Broyhill died at age 96, on July 1, 1988, of natural causes. He was buried in the Little Rock Baptist Church Cemetery in North Carolina.

==Broyhill Family Foundation ==
Broyhill founded the Broyhill Family Foundation in 1946. Since its founding, Broyhill and the Foundation have donated over $100 million to many charitable causes. The Foundation primarily supports endowments for programs and scholarships at various colleges, for health care research and programs, and non-profit, charitable organizations. The Foundation funded the construction of the J.E. Broyhill Civic Center, the Broyhill Equestrian Preserve, the Broyhill Chapel & Bentley Fellowship Hall at Mars Hill University, the Broyhill Adventure Course and the Broyhill School of Management at Gardner-Webb University, and the Broyhill Commons and James T. Broyhill Stadium Entrance at Appalachian State University, among others. The Broyhill Home was founded in 1971 in Clyde, North Carolina. It is a residential facility for school-age children that employs live-in childcare workers that provide children with daily support and care.

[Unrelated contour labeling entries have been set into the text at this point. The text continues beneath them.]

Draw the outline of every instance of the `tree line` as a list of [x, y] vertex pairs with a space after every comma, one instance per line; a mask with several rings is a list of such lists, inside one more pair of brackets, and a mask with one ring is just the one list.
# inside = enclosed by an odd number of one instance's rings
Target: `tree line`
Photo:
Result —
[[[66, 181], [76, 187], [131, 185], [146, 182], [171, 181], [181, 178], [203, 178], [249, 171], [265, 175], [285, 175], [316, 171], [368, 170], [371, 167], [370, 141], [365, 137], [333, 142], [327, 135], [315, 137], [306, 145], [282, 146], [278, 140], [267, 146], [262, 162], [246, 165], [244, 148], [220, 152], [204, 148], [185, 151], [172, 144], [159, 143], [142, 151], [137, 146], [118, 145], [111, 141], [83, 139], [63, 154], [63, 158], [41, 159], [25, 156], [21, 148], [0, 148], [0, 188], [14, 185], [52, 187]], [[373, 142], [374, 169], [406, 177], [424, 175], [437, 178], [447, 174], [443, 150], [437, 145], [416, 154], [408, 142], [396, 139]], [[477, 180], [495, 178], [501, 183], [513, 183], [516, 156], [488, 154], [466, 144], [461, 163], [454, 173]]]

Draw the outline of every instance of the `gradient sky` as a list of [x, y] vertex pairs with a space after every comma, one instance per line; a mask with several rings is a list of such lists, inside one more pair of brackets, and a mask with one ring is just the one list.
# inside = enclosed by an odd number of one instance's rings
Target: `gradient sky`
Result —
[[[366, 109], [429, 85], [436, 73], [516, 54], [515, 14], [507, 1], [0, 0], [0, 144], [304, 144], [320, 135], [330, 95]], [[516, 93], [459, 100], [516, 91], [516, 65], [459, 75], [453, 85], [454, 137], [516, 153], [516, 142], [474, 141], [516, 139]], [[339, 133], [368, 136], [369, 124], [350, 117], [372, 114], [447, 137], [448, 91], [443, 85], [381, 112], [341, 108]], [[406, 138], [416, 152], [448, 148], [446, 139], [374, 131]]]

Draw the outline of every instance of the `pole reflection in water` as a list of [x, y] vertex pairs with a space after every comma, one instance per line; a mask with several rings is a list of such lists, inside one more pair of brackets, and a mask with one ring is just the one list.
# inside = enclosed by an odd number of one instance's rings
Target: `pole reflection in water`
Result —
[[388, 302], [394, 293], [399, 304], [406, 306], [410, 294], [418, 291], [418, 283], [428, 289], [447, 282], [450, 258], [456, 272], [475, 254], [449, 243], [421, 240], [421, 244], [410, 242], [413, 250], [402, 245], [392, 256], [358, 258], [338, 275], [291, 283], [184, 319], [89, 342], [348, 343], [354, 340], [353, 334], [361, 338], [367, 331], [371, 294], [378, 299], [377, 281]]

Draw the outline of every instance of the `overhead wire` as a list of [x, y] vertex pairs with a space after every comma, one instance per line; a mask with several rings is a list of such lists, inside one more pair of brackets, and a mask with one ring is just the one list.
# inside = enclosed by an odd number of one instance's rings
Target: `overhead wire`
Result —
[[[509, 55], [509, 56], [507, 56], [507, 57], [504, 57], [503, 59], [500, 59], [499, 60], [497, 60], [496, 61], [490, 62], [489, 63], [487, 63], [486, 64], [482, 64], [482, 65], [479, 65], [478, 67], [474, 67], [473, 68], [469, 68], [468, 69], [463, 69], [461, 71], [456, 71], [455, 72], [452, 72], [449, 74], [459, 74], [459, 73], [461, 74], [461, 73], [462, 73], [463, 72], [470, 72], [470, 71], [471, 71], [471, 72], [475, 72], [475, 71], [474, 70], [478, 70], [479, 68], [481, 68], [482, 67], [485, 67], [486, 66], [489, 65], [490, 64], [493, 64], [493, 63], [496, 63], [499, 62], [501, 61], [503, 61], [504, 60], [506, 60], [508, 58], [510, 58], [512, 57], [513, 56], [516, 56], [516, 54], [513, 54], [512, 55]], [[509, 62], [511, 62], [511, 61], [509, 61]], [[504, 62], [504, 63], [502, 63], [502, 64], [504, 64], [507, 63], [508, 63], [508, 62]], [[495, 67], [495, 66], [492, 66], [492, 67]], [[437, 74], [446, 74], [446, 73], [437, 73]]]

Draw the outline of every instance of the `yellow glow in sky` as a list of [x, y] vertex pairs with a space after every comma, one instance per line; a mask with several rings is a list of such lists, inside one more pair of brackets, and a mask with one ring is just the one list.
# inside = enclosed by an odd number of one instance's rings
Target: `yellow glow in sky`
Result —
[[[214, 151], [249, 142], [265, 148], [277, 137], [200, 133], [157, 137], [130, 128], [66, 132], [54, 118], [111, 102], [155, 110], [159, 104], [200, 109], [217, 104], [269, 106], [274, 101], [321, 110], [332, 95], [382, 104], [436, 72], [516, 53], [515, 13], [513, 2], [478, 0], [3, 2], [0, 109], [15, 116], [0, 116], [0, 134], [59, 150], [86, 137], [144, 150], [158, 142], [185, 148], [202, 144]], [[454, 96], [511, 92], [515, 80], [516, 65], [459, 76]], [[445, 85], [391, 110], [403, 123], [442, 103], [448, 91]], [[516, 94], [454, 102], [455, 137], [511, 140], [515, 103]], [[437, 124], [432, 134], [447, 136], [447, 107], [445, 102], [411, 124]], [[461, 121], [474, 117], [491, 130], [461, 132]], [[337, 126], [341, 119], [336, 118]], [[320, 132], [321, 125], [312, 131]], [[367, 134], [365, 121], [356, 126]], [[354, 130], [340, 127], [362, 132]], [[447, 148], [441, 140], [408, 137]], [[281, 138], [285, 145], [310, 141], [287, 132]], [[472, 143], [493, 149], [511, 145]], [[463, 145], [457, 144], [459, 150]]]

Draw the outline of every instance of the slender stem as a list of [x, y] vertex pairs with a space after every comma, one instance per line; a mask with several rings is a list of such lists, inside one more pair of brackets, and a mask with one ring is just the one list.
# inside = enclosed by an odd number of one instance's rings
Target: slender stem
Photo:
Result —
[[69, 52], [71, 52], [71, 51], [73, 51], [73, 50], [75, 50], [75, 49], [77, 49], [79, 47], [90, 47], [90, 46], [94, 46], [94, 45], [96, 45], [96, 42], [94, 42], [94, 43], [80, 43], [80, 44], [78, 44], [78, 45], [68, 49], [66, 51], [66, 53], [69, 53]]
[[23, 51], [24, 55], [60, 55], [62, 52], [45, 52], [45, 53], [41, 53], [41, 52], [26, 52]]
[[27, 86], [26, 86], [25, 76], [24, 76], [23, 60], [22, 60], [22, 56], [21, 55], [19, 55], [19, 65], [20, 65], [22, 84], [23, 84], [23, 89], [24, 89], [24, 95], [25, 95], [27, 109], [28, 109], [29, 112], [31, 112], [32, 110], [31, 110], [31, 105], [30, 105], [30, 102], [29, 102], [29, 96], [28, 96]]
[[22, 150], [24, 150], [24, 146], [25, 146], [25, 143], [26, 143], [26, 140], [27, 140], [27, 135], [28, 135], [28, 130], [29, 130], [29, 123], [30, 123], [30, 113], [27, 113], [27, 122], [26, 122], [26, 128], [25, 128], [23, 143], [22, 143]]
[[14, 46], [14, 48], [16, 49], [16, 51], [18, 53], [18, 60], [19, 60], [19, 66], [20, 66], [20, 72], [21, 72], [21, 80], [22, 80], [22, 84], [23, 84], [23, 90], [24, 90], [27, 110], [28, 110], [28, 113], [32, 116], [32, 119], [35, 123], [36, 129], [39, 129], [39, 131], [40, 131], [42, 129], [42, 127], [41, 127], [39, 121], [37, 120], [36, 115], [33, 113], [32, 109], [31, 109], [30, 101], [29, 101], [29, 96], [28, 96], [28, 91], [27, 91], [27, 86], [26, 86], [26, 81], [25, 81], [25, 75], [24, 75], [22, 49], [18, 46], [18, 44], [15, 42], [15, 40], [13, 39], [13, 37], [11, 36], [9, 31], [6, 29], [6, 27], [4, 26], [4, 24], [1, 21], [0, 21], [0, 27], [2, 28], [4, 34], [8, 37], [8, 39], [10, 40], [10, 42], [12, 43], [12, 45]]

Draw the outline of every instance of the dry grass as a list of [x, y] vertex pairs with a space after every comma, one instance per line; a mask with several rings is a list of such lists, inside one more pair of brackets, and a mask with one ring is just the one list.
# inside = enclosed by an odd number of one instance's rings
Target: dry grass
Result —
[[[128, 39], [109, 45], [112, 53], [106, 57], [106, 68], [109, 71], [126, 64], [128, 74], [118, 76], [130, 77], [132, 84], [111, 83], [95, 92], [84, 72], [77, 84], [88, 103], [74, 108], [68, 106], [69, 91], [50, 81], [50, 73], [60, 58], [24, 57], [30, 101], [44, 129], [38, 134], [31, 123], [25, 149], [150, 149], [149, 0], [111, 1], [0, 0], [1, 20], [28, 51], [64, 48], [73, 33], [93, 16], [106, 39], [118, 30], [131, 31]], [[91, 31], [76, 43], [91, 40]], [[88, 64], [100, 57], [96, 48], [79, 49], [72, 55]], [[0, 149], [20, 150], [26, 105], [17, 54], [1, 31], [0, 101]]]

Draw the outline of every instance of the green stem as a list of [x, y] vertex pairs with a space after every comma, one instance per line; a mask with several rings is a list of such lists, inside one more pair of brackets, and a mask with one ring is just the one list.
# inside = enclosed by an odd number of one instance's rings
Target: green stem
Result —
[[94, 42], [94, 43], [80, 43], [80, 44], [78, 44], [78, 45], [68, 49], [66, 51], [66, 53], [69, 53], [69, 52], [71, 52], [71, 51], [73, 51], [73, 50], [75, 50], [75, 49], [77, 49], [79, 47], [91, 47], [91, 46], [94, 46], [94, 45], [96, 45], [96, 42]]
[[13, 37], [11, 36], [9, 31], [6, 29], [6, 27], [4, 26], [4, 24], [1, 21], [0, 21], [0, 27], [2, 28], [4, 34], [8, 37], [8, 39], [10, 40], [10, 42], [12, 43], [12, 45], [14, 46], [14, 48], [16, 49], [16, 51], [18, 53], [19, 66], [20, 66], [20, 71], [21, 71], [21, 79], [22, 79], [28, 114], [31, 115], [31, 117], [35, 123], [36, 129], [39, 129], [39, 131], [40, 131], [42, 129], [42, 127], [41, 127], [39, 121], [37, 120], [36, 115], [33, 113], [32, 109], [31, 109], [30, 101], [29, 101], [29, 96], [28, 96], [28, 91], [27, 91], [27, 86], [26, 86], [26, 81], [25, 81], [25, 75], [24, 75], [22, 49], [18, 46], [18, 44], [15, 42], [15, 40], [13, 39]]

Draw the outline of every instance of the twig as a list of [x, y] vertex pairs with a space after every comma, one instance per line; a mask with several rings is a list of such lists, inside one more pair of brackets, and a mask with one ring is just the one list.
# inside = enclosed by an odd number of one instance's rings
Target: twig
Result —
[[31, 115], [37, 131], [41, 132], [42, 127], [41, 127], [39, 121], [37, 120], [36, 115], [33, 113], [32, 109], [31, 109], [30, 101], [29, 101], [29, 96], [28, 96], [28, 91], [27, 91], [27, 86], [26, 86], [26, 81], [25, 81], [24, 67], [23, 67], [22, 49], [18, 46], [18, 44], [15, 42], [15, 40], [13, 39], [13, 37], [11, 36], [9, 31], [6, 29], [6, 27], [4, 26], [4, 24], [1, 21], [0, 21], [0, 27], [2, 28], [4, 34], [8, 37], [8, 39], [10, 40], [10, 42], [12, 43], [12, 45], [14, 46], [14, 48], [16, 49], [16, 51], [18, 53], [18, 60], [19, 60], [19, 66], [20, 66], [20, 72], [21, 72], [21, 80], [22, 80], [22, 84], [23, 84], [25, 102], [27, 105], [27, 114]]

== Honors and recognition ==

- In 1946, Broyhill was named "Furniture Man of the Year" by the Board of Governors of the American Furniture Mart for industrial, civic, and social service.
- In 1967, Broyhill was named by the Southern Manufacturer's Association to receive the James T. Ryan Award.
- In 1971, Broyhill earned an honorary doctorate, the Doctor of Commercial Science, from Appalachian State University.
- In 1990, Broyhill was inducted into the North Carolina Business Hall of Fame.